Common law generally prohibits the purchase of a life insurance policy on a stranger’s life. But recently, a federal appeals court applied Wisconsin law to rule that a life insurer must pay $6 million to the bank-owner of a policy on the life of a stranger.
In 2007, Sun Life Assurance Co. of Canada issued a $6 million policy on the life of Charles Margolin, a wealthy 81-year-old man. U.S. Bank bought the policy in 2011, three years before Margolin died, on behalf of an investor in life insurance securities.
Apparently “securities intermediaries” like U.S. Bank pay cash for insurance policies on the lives of ill or elderly people, paying less than the face value of the policy, and bundle them together with other life insurance policies to be bought and sold as securities.
After Margolin died, U.S. Bank sought the life insurance proceeds. Sun Life, which had collected $2.5 million in premiums paid by successive policy owners, refused to pay.

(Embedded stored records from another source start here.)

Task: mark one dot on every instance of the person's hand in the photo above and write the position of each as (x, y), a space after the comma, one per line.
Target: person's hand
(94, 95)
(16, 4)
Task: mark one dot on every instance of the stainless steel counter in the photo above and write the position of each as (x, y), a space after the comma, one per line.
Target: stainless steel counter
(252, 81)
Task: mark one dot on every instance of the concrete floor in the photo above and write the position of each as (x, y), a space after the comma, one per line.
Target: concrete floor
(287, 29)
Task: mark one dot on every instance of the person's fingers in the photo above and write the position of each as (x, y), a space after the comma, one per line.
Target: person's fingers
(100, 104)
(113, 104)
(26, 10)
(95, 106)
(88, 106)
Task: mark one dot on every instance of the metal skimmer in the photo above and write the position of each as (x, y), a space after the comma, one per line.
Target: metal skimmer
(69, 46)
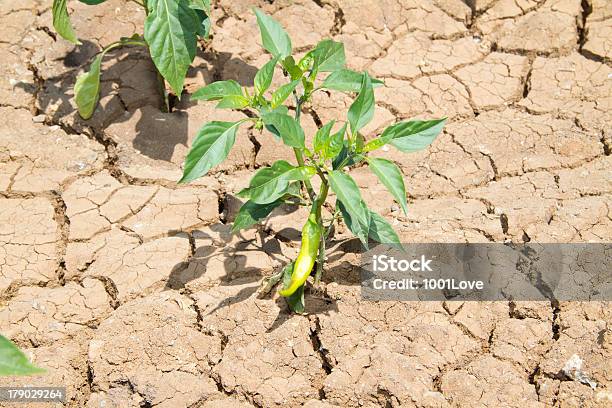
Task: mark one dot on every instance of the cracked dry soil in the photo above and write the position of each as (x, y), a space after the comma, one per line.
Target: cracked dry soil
(132, 292)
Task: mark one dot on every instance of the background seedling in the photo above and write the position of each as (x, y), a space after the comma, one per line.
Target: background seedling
(171, 31)
(13, 361)
(338, 146)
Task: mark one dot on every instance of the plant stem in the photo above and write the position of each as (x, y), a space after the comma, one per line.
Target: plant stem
(319, 203)
(163, 93)
(299, 157)
(161, 82)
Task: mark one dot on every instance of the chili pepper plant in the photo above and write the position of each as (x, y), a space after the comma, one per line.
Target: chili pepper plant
(13, 361)
(171, 32)
(338, 146)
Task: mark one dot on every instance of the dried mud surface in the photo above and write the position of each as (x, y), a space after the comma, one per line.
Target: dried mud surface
(132, 292)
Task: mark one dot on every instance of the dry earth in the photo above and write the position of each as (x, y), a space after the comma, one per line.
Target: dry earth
(132, 292)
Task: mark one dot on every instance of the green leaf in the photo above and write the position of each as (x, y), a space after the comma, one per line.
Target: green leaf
(61, 21)
(289, 129)
(358, 229)
(328, 56)
(217, 90)
(345, 80)
(250, 213)
(361, 111)
(233, 102)
(292, 68)
(210, 147)
(87, 89)
(203, 5)
(322, 137)
(202, 22)
(170, 31)
(391, 176)
(282, 93)
(409, 136)
(271, 183)
(13, 361)
(264, 110)
(263, 78)
(273, 37)
(348, 194)
(381, 231)
(296, 300)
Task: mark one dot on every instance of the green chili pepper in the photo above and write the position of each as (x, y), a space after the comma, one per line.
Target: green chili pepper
(311, 236)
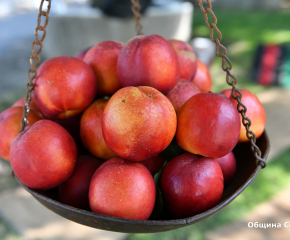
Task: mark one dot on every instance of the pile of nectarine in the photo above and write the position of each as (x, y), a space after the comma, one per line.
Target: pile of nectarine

Sun Life argued that U.S. Bank did not have an “insurable interest” in the policy on Margolin’s life, like the insurable interest a spouse or children may hold.
Without an insurable interest, Sun Life argued, owning a life insurance policy is akin to gambling on someone’s life, and Wisconsin law prohibits gambling contracts.
The U.S. District Court for the Western District of Wisconsin rejected Sun Life’s argument and ordered the insurer to pay the $6 million, as well as statutory interest and “bad faith” damages, payable when insurers lack a reasonable basis to pay a claim.
In Sun Life Assurance Co. of Canada v. U.S. Bank National Association, No. 16-1049 (Oct. 12, 2016), a three-judge panel for the Seventh Circuit Court of Appeals affirmed.
Judge Richard Posner, writing for the panel, noted that insurers can be required to pay life insurance proceeds to owners without an insurable interest under Wisconsin law.
“The common law remedy for buying a life insurance policy without having an insurable interest in the life of the insured was to invalidate the policy,” Judge Posner wrote.
The panel noted that in 1975, Wisconsin “changed the remedy from canceling the policy to requiring the insurer to honor its promise” while retaining the common law principle that forbids persons without an insurable interest from purchasing the policy.
The change, Judge Posner explained, was designed to deter insurance companies from selling life insurance policies to those without an insurable interest in the first place.
The statute, Wis. Stat. section 631.07(4), says “[n]o insurance policy is invalid merely because the policyholder lacks insurable interest … but a court with appropriate jurisdiction may order the proceeds to be paid to someone other than the person to whom the policy is designated to be payable, who is equitably entitled thereto. …”
“The statute changed only the remedy for violation, from invalidation of the policy to requiring the insurer to cough up the proceeds rather than …being allowed to keep all the premiums and pay noting to the policy holder because the latter had no insurable interest in the policy,” Judge Posner wrote for the three-judge panel.
The panel also concluded that U.S. Bank was entitled to the life insurance proceeds under the policy on Margolin’s life because “no one who is equitably entitled to the proceeds of the Sun Life policy has stepped forward to claim them.”
Finally, the panel ruled that U.S. Bank was entitled to interest of 12 percent per year, and bad faith damages for failing to timely pay the claim without a “reasonable basis.”